Gibson should not make Jim Tedisco's mistake of hewing to all national Republican policies, buying the Wall Street Journal editorial line that it's somehow a big vote-winner to insist on preserving tax cuts for those making $250,000 per year and above, or that it's a bad idea to expand health insurance and replace rotting bridges. But unlike Tedisco, whose negative ads sounded harsh and unconvincing when Murphy was a political neophyte last year, Gibson does have something to run against -- and a way to tie Murphy's votes to the highly unpopular New York state government.

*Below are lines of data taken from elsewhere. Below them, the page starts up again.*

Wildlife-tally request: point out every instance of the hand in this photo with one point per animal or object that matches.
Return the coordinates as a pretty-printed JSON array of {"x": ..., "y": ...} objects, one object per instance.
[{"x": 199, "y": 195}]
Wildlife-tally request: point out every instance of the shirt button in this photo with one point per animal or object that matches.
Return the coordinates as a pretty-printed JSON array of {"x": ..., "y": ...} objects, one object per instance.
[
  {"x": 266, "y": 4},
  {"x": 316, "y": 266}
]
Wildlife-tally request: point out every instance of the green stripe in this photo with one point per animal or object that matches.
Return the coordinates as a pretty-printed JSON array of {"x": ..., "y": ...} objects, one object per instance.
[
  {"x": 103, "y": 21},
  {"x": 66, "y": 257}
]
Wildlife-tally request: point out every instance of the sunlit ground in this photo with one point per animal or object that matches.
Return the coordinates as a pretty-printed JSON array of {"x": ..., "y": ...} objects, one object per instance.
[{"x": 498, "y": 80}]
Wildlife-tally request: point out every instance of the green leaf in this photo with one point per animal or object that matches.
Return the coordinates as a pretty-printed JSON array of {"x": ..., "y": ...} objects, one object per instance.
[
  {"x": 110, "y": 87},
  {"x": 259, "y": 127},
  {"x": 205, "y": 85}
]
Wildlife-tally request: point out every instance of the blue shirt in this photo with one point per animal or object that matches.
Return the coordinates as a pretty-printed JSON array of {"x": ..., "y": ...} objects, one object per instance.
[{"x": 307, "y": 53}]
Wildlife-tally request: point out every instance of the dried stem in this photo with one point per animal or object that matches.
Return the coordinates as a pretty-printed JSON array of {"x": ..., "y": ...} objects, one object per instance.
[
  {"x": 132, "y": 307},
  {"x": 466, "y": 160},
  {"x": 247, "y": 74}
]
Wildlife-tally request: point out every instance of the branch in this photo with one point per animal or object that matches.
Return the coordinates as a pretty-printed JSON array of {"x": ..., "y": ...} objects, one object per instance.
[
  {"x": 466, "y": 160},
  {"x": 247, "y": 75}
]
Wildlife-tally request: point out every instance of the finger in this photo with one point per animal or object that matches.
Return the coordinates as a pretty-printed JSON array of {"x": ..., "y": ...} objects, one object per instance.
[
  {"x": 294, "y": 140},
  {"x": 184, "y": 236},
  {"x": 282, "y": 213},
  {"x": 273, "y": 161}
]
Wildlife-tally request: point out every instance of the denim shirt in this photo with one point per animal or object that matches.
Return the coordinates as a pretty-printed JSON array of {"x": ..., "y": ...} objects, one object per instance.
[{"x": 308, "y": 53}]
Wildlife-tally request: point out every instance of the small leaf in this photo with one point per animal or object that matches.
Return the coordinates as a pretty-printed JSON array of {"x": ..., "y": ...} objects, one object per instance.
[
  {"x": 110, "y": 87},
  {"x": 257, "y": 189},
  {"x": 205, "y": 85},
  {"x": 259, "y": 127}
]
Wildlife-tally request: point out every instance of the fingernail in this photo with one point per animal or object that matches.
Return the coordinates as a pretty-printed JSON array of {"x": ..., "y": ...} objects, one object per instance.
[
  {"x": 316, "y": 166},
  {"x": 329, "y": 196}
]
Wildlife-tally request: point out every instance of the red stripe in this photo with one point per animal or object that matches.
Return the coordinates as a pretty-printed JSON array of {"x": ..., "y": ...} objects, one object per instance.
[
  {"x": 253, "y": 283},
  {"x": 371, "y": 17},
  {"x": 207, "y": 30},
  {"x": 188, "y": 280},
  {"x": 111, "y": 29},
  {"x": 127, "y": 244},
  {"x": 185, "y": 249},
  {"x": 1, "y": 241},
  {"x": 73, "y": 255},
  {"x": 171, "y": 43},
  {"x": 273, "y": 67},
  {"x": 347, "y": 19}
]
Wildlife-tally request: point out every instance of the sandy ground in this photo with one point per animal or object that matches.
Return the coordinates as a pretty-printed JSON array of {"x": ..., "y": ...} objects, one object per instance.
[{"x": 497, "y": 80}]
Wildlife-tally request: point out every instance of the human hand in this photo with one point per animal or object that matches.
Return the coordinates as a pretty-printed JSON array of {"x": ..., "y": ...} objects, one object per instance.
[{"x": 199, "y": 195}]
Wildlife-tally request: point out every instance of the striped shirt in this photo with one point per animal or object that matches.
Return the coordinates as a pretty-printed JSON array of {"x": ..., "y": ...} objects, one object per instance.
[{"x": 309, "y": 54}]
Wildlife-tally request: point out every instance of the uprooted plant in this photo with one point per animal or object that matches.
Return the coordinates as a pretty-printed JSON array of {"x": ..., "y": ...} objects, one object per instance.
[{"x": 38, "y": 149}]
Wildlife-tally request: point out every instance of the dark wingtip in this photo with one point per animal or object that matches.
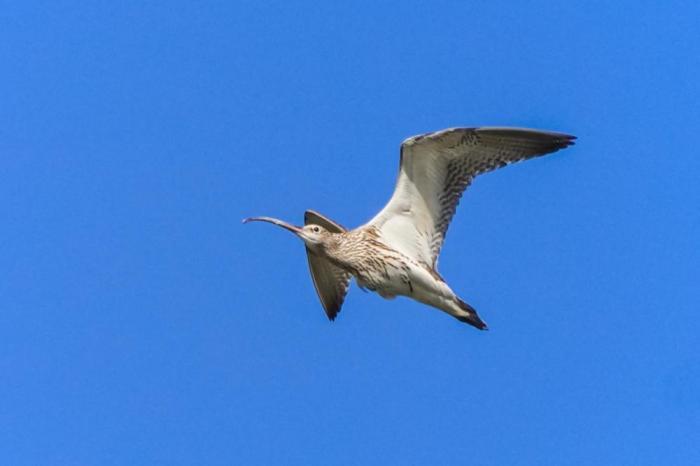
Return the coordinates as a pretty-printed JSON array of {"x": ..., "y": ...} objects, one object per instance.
[{"x": 472, "y": 318}]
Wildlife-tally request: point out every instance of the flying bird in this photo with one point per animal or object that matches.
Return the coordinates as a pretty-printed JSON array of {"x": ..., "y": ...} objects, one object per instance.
[{"x": 396, "y": 253}]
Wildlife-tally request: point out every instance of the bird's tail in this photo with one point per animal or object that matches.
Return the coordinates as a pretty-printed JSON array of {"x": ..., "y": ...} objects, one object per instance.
[{"x": 469, "y": 315}]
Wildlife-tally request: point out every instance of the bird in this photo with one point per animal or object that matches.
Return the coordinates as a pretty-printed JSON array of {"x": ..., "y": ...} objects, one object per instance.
[{"x": 396, "y": 252}]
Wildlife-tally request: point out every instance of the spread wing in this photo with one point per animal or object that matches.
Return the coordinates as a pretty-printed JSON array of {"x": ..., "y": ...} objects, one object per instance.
[
  {"x": 435, "y": 170},
  {"x": 331, "y": 282}
]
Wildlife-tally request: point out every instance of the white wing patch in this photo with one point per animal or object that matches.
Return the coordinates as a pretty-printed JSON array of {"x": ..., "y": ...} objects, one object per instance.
[{"x": 435, "y": 170}]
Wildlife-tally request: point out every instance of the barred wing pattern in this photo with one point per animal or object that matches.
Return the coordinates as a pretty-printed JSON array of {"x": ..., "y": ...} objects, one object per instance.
[
  {"x": 331, "y": 282},
  {"x": 435, "y": 170}
]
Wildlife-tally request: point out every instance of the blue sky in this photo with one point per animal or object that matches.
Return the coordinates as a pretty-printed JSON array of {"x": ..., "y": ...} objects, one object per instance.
[{"x": 141, "y": 323}]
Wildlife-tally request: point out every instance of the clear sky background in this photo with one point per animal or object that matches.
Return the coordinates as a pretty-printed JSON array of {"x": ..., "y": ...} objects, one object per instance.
[{"x": 141, "y": 323}]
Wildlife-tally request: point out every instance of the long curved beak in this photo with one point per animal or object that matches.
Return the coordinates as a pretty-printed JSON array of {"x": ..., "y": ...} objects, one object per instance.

Gibson did urge Murphy to vote against this $26 billion bailout for the states, and since then the feds sent another $700 million in "Race to the Top" funding to be dished out by New York's multitudinous education bureaucrats. By spending this money, Murphy and Congress undercut some of the hard budget-cutting work done at the state level this year by Democratic Gov. David Paterson. And, Gibson could argue, they did more to bail out public-sector unions (which his ads could call "special interests") than boost the economy, and put the federal government, in track with the state, further along the road of reckless spending and unsustainable debt.
Nor should Gibson abandon social conservatives -- a key part of his base that he needs to turn out. Murphy's worst vote was against the Stupak amendment to the health-care bill, which could help unite social and fiscal conservatives against him.